Neuropathic pain is a multifaceted and ubiquitous disease across the globe. Mood disorders, such as anxiety and depression, are frequently observed in patients suffering from neuropathic pain. Both neuropathic pain and comorbid mood disorders seriously impact quality of life. Accumulated evidence shows that activation of the NOD-like receptor protein 3 (NLRP3) inflammasome is involved in the neuroinflammatory pathogenesis of neuropathic pain, anxiety, and depression. However, the role of the NLRP3 inflammasome in the pathological process of anxiety and depression under the neuropathic pain state has not been fully described. Albiflorin, a monoterpene glycoside, may be a potential regulator of the NLRP3 inflammasome, but it is not clear whether albiflorin relates to NLRP3 inflammasome activation.

We used a systematic pharmacological method to confirm whether the activation of the NLRP3 inflammasome in the hippocampus was involved in the development of neuropathic pain associated with mood disorders and whether albiflorin could be an effective treatment for these symptoms.
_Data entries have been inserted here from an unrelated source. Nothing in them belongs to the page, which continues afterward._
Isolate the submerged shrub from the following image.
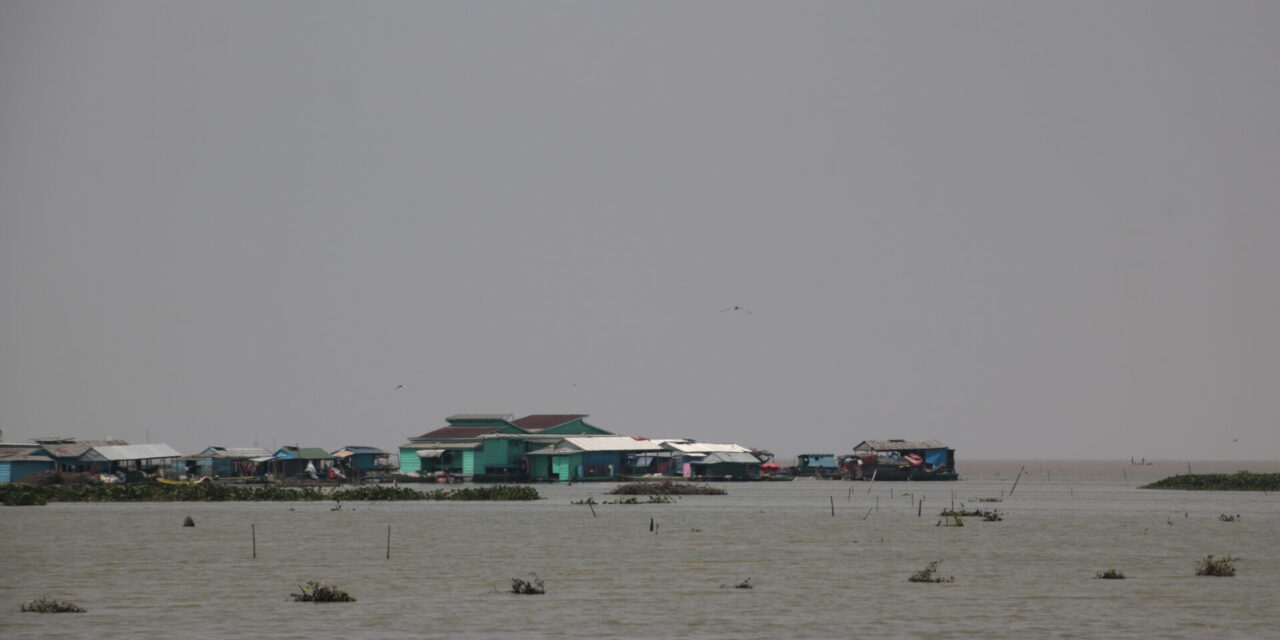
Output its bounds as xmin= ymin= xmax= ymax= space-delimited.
xmin=511 ymin=573 xmax=547 ymax=595
xmin=22 ymin=596 xmax=84 ymax=613
xmin=906 ymin=561 xmax=956 ymax=582
xmin=609 ymin=481 xmax=728 ymax=495
xmin=289 ymin=580 xmax=356 ymax=603
xmin=1196 ymin=554 xmax=1236 ymax=577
The NLRP3 inflammasome contributed to the neuropathic pain and comorbid anxiety and depression-like behaviors induced by chronic constriction injury of the sciatic nerve, and albiflorin may relieve these symptoms via inhibition of the NLRP3 inflammasome activity. Moreover, albiflorin enhanced the translocation of the nuclear factor erythroid 2-related factor 2 into the nucleus and suppressed nuclear factor-kappa B activity in the hippocampus.

Albiflorin, as a potential therapeutic agent, might greatly improve the overall symptoms of neuropathic pain.